La trilogie de Figaro, Opéra des Nations, du 12 au 26 septembre. Rens. www.geneveopera.ch

(24 heures)

Créé: 14.09.2017, 08h27

Un divorce pour achever l’histoire

Aux deux grandes œuvres du répertoire lyrique mises à l’affiche de cette trilogie consacrée au personnage de Beaumarchais (Le Barbier de Séville et Les Noces de Figaro), les mélomanes pourront aussi se confronter à une pièce contemporaine dont le livret prolonge les péripéties du héros jusqu’à notre époque. Avec Figaro Gets a Divorce, Genève retrouvera tout d’abord la figure d’Elena Langer, jeune compositrice russe qui avait déjà œuvré en 2013 au Grand Théâtre en adoptant le conte lyrique de César Cui Le Chat Botté. Son univers musical se déploiera à travers un orchestre (le Sinfonietta de Bâle) calqué sur les dimensions et les structures internes imaginées par Mozart. Elena Langer n’a ajouté que quelques touches personnelles, au sein des percussions notamment, ou avec l’introduction d’un accordéon.

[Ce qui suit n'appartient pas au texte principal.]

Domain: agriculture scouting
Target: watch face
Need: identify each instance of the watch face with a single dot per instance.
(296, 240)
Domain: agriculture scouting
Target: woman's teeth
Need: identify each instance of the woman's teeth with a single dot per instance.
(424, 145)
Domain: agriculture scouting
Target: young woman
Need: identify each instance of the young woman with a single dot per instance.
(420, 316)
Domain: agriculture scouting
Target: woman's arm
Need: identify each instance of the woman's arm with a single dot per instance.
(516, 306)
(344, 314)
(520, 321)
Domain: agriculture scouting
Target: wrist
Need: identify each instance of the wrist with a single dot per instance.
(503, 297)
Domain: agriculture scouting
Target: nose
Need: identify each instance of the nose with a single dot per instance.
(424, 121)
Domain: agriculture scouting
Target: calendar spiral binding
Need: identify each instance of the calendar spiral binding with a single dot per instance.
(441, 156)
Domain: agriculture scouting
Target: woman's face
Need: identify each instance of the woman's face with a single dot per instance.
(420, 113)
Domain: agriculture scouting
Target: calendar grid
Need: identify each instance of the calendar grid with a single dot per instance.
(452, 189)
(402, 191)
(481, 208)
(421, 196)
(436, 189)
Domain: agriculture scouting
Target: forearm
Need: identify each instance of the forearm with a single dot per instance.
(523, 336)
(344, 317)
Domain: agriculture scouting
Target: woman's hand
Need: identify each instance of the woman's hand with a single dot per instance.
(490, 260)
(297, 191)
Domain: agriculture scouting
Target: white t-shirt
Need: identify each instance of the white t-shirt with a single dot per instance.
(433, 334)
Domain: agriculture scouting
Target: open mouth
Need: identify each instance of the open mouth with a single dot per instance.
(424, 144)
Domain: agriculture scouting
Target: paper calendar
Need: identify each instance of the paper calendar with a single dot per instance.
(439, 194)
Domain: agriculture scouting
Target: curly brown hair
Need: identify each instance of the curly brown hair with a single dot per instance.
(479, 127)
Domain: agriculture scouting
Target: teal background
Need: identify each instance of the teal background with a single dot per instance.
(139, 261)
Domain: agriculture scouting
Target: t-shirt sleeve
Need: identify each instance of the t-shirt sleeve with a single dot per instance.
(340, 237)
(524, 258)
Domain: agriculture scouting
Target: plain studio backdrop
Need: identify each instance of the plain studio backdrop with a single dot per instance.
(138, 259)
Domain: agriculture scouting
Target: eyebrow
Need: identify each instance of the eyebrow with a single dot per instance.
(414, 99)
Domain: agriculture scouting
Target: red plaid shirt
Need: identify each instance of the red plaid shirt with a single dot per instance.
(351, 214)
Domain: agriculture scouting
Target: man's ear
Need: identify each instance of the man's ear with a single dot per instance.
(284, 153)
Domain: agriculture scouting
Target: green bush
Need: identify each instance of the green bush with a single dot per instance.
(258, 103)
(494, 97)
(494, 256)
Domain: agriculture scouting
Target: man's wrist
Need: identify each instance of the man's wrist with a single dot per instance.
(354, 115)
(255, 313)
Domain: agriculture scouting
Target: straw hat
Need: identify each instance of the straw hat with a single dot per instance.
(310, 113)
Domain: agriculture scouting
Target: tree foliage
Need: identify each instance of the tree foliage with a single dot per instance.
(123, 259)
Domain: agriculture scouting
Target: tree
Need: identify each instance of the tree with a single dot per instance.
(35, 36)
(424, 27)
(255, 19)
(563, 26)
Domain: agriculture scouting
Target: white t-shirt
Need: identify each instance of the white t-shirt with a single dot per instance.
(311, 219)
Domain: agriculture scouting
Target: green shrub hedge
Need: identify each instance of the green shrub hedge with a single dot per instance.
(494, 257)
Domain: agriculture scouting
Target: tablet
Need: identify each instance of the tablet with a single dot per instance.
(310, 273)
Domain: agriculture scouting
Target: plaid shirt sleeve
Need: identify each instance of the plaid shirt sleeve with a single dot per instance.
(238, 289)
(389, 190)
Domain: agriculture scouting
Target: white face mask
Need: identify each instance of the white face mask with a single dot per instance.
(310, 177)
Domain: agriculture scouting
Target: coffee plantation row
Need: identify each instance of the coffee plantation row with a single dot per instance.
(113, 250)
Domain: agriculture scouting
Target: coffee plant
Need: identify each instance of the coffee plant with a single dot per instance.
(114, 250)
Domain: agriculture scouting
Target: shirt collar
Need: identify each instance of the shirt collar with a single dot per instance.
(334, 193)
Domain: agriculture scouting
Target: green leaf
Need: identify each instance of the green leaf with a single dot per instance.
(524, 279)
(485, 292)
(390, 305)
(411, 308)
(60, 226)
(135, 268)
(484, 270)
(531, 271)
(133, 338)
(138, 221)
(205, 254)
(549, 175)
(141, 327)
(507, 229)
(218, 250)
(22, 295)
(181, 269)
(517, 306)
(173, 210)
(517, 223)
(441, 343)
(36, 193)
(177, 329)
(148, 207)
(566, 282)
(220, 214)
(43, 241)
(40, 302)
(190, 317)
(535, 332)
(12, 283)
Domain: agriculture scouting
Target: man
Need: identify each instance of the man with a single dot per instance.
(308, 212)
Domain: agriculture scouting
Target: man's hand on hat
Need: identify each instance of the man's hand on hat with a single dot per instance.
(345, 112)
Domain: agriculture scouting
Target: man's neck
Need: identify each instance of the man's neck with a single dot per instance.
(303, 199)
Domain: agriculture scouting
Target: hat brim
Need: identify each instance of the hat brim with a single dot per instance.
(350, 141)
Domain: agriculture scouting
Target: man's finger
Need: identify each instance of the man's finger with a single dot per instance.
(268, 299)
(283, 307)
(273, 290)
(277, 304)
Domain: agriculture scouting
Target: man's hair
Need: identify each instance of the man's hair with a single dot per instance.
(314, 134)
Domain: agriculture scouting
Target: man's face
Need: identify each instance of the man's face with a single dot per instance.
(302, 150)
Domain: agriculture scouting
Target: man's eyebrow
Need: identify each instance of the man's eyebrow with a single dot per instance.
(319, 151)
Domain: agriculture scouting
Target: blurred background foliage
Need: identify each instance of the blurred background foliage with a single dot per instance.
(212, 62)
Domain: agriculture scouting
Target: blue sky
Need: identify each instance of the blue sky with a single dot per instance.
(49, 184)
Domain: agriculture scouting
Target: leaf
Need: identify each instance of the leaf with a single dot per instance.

Et le livret? Il doit sa trame narrative à David Pountney, actuel directeur de l’Opéra national du Pays de Galles et déjà complice d’Elena Langer sur des projets scéniques. Dans ses lignes, on retrouve une émulsion de ce qu’a été le personnage de Figaro, à travers la plume de Beaumarchais, les œuvres de Mozart et de Rossini. Mais son regard s’est rivé aussi vers le dramaturge Ödön von Horváth, dont la pièce Figaro divorce connut un grand succès en Allemagne durant l’entre-deux-guerres. «Figaro Gets a Divorce forme un caléidoscope où on retrouve toutes les étapes du parcours de Figaro, note Tobias Richter. De sa trame se dégage une certaine mélancolie, proche de la tragédie et teinté de mélodrame. On trouve des problématiques tout à fait actuelles, comme la question de l’exil, du franchissement des frontières, qui est considéré comme un délit dans certaines parties du monde. Et à tout cela s’ajoutent des relations humaines qui se brisent et des rêves de jeunesse qui s’effondrent.» R.Z.